I'll post a slightly more involved recipe at a later date - one that uses cashews or almonds. Yum.
 - - If you've never made gravy, or had bad luck in the gravy-making area before, read my "NOTES", hopefully, they may prove helpful.

  • 1 1/2 T. vegan margarine of your choice
  • 1/4 cup flour
(NOTE: I prefer white flour here, makes a whiter and smoother gravy, but use what you prefer)
  • 2 cups unsweetened rice milk or oat milk
(NOTE: any other UNSWEETENED AND PLAIN non-dairy milks are fine, though rice or oat milk seem to give the most accurate taste without any other flavors coming through. MAKE SURE you are using PLAIN AND UNSWEETENED plant milk. Anything else will give your gravy a sweet or possibly "vanilla" taste. Not Good!)
  • dash of salt, sage and black pepper
Place iron skillet on medium-high heat for about one minute to heat it up. Add margarine and melt to cover bottom of skillet.
(NOTE: Any skillet will work, I just tend to like my cast iron one for this.) 

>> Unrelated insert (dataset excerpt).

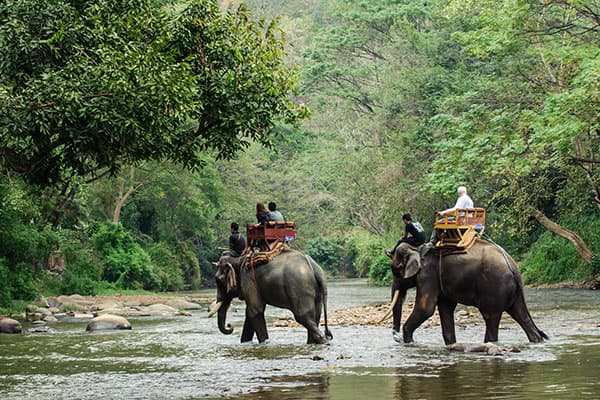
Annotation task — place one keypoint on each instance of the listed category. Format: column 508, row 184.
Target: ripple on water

Whisk flour into the fat and cook over low heat for 1 minute.
(NOTEALWAYS use a balloon-shaped wire whisk for gravies. There is no substitute here, and you need the whisk to mix the fat and flour particles into the milk evenly.
Also - I do not brown the flour here (or make a roux), as it makes the gravy more brown or tan, I just stir it into the margarine, let it sizzle and bubble JUST a few seconds and then stir in milk.) 

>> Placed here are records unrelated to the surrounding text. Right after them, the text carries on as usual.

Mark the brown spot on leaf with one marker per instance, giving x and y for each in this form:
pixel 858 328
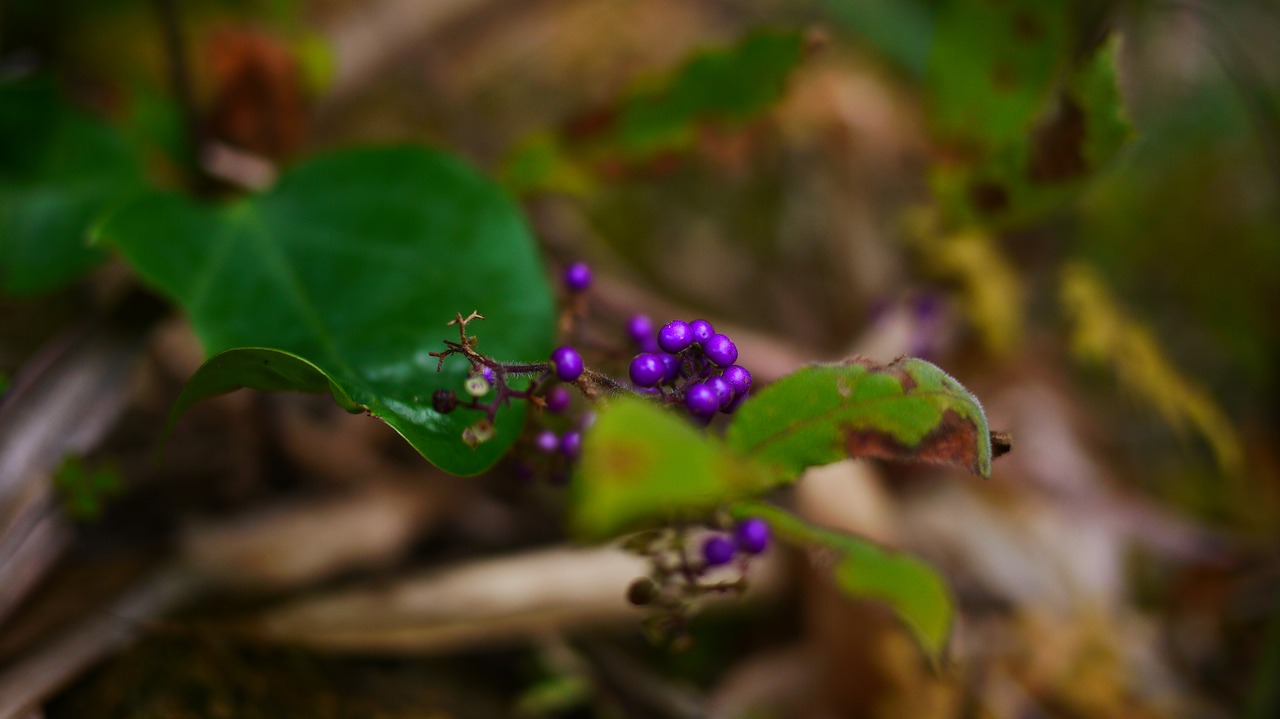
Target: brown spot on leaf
pixel 988 197
pixel 259 102
pixel 1001 444
pixel 1057 145
pixel 952 443
pixel 624 461
pixel 899 374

Remove pan from heat and whisk in milk about 1/4 or so, at a time. Keep whisking until all milk is added.
Add 1/8 tsp (pinch) of salt at this point.
Return to medium-high heat and stir frequently but not constantly, while the gravy comes to a simmer (bubbles form and break, but not boiling violently) and thickens.

Once it's starting to bubble, stir continuously, working lumps to the side and bottom of the skillet until few or no lumps remain and gravy thickens.
This stirring and thickening is important to cook the flour into the gravy, so the gravy doesn't taste like raw flour.
When it's thickened and simmered for a few minutes, turn off heat.
Taste and add just a shake or two more of salt, rubbed sage (dry) and pepper to taste.
(NOTE: The seasoning part is up to your individual preference. Usually I add a little more salt, or sometimes a few drops of hot sauce, but that's all.)
That's it!!!!!

Yes. Gravy over waffles!
It's a thing.
At this point, you can serve the gravy as is, or think of it as a basic canvas to create a masterpiece: add cooked, crumbled "sausage" (any vegan variety of your choice will do) beans, mushrooms, or any cubed veggie or veggie-meat that you like, anything's good with gravy. (Have I emphasized the enough? Seriously. Anything!)
We'll talk about some variations later on...

Try it over biscuits, toast, grits, breaded-fried seitan cutlets, nut burgers, savory waffles, lentil loaf, "chicken-fried-tofu" or whatever....Drink it straight from the pan! (OK, my children really DO that, but I suggest putting it OVER other yummy foods!)

Happy Gravy-making!


Susan said...

You are the master of gravy!

Sal said...

Yum yum! I've had biscuits and gravy once, when I was in the states (it's not really a thing here in the UK) but I keep meaning to try and recreate it because it was rad. I'll have to try your recipe! :)

Anonymous said...

I love your MoFo theme! I hope you do some Thanksgiving gravies, that's something that I haven't mastered yet.

Panda With Cookie said...

I love your months of gravy.

Anonymous said...

That's a handy tip re: unsweetened rice and oat milk for bechamel sauce. I've often wondered what the best sub for dairy milk in savoury sauces is as although I usually use soya milk for general use, I find I'm not keen on it in savoury stuff.